あるものをないように|スター|読書感想文
朝井リョウさんの「スター」を読んだ。
主人公は、名門と言われた監督のグループに入った尚吾と、Youtubeで映像制作を続ける紘。大きな夢への向き合い方と考え方について、大切なことを忘れていないか?と優しく問いかけてくれる物語だ。
印象に残ったのは、登場人物たちの葛藤とその結果。映画を作ることではなく、映画の現場が好きだったと気付いて職種を変えた浅沼。映画業界を盛り上げるオンラインサロンという枠を作って人々を束ねるうち、中身が伴わなくなっていた泉。本当は比べられないものを比べ続けて、切り捨てられないものを切り捨ててしまっていた尚吾と千紗。
人物ひとりひとりに、わかりすぎる点が多くあって、まるで自分の過去を洗いざらいにして並べたような感覚に陥った。
浅沼のように、特定の業界に関わりたいと思っていた私。
けれど。それはただの”好きな名詞”なのであって、”好きな動詞”ではなかった。むしろ、好きな名詞の上でしか成り立たない、苦手な動詞をずっと追いかけていた。だから苦しかったんだなと、今なら思う。
泉のように、やりたいことよりもコミュニティが先行してしまう集まり。
ただ、私はその周辺を取り巻く人になりたかっただけなのに、いつのまにか成し遂げたい目的がないという事実に囚われて、士気を失っていく。
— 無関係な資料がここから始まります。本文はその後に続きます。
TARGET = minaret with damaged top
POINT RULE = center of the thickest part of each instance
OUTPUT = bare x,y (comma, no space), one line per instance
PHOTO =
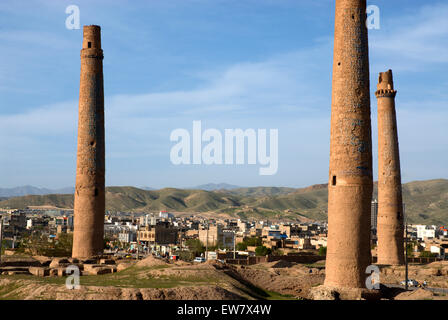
89,204
350,175
390,203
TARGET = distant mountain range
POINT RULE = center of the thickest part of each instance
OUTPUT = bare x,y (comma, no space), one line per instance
30,190
426,201
216,186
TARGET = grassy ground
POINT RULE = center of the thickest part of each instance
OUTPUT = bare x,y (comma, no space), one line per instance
135,277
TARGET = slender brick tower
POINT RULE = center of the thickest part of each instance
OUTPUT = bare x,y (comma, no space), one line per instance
390,203
90,172
350,185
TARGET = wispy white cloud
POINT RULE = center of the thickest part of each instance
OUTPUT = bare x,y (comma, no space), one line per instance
413,41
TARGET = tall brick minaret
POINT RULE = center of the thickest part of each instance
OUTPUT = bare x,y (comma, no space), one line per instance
390,204
90,172
350,181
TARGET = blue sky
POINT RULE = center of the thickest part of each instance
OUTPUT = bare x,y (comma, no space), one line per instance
231,64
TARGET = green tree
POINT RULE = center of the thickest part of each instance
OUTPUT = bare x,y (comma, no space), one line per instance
323,251
241,246
195,246
253,241
262,251
428,254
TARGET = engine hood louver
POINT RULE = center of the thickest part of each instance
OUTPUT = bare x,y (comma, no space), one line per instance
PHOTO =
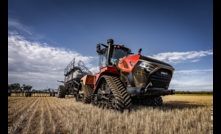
154,60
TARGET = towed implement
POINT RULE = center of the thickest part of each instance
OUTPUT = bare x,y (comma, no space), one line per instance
124,79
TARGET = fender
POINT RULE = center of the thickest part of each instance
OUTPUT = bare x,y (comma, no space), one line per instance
88,80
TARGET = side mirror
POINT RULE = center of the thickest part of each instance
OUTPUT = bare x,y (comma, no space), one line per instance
98,48
139,51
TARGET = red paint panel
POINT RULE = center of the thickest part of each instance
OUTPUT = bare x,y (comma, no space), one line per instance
128,63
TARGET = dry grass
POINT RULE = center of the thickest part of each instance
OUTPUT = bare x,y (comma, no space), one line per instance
179,115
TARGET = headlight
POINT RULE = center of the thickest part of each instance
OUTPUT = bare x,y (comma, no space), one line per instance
147,65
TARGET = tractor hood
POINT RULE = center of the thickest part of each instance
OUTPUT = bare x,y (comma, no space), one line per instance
145,58
128,63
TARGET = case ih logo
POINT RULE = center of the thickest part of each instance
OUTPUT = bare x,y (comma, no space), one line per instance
164,73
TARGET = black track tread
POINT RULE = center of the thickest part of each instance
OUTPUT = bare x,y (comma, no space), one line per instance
120,91
88,91
61,91
157,101
126,97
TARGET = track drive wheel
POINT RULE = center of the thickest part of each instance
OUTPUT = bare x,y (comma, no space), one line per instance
115,93
88,91
61,91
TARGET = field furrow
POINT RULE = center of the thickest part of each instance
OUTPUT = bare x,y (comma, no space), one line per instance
18,120
50,115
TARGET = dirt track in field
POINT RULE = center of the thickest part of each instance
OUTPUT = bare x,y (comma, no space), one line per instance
179,114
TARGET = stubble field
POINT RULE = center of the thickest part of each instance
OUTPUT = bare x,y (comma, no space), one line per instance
45,115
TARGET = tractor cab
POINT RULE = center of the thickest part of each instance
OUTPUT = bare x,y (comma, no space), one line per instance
111,54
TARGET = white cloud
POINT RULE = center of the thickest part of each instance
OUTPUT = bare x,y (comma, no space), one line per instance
178,57
192,80
12,23
39,64
193,71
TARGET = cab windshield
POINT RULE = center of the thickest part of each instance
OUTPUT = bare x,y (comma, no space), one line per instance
117,55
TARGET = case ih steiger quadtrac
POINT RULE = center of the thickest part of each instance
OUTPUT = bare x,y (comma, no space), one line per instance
124,79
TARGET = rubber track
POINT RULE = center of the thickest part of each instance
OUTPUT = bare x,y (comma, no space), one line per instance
123,92
61,90
157,101
87,94
119,92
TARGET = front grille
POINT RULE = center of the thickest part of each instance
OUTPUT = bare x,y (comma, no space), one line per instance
160,79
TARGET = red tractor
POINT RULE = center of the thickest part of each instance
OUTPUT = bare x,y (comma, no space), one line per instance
125,79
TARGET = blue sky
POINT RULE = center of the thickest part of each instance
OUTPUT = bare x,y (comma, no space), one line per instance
44,36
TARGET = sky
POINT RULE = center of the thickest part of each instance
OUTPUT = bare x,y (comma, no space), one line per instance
45,35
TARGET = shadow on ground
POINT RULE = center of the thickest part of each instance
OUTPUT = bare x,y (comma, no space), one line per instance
170,105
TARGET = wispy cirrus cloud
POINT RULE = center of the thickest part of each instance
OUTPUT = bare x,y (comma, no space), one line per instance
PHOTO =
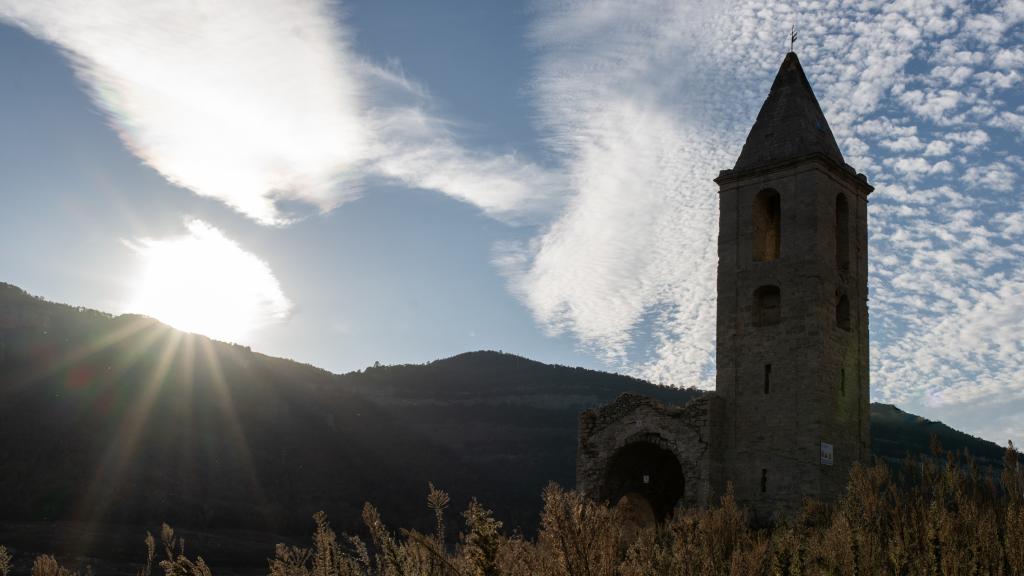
259,101
647,100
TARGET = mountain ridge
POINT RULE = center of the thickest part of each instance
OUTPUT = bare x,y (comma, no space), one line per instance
122,419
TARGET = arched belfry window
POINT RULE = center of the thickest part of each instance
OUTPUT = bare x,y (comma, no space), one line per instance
767,300
842,233
843,313
767,225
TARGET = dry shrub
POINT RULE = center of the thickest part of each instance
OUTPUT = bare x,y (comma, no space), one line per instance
937,515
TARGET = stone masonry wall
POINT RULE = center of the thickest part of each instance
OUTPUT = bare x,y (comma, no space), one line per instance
685,430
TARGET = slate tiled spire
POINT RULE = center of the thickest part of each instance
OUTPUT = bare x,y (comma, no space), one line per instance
790,125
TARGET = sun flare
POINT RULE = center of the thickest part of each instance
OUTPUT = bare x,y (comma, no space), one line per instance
205,283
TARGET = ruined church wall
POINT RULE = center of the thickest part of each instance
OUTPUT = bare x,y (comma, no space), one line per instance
684,430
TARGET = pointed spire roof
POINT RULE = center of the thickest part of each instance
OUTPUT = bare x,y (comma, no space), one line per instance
790,125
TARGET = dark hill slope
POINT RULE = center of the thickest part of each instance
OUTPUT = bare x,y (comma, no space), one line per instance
122,419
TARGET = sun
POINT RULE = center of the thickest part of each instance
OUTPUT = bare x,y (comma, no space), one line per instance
205,283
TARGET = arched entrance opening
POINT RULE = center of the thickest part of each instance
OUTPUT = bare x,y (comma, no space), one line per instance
644,472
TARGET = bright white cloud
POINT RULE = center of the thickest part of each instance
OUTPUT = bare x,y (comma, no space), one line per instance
635,97
257,101
204,282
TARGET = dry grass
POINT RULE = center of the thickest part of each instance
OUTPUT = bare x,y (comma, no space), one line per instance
933,516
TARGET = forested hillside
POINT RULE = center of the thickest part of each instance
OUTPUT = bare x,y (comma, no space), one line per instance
122,420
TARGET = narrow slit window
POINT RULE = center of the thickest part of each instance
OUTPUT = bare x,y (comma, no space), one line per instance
767,301
767,225
843,313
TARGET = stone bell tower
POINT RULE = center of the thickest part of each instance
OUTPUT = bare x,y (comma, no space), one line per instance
792,356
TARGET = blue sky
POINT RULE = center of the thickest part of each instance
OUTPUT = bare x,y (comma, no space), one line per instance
344,182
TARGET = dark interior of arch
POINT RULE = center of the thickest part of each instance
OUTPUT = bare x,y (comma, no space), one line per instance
628,468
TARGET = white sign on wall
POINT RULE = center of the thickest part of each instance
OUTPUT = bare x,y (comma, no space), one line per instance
826,455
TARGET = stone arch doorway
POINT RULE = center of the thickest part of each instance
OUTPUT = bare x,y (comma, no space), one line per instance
646,475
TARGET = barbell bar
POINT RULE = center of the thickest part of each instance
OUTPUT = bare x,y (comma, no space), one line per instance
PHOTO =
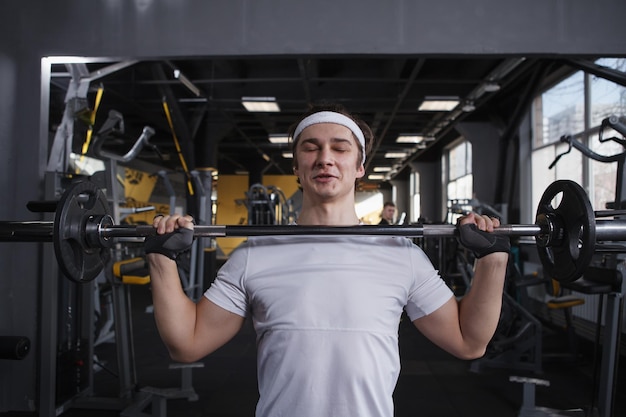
83,231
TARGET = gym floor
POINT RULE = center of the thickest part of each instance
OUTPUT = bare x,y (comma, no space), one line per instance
432,383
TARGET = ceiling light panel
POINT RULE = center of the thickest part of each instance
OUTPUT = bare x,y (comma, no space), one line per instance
279,138
409,138
439,104
395,155
260,104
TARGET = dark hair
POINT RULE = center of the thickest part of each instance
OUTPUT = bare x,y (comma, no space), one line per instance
337,108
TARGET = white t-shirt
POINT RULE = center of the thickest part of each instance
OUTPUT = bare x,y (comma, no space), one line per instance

入りたての頃のワクワクを忘れてしまう。でも、コミュニティに入っていたら、”ないものをあるように見せること”ができてしまう。その環境に安住してしまったら、もう悪い遺伝子は体の中に取り込まれてしまっている。
尚吾が指摘したように、誰でもできることしか私にはできなかったから、迷っていたんだ。
千紗のように、勝手に比べて傷ついてしまう心。
何かを選択することは、何かを捨てることだから、捨てる理由を考えないといけない。明確な理由がなかったら、何かを捨てるために、何かを責めたほうが便利なときだってある。そんな比較を毎回していたら、切り捨てちゃいけないものが何なのかわからなくなる。責めちゃいけないものを責めてしまう。
過去の自分と重なる人物たち。
しかしこれに明確な特効薬はないし、作品中でも示されていない。
だからこそ。
どんなものに出会って、どんな評価を受けても、環境や他人や過去のせいにせず、自分がやっていることに対して胸を張っていられるようにしたい。自分のそばにいてあげられるのは自分だけなんて言うけれど、まさにそうだと思う。自分のことは自分で納得できるまで悩みましょうって、中学生くらいで教えられる基本的なことを、きっと働いているうちに忘れてしまっているのだ。だからこそ、一度視点を後ろに引いて、俯瞰することが大切なんだ。
一冊で、私が悩んでいた過去をざらざらと洗い出す朝井さんの作品。近年の動向を滑らかに取り入れて、かき回す能力。圧巻だった。もっともっと、彼の作品で、心を洗ってみたい。どんなものが流れ出るのか、興味深々である。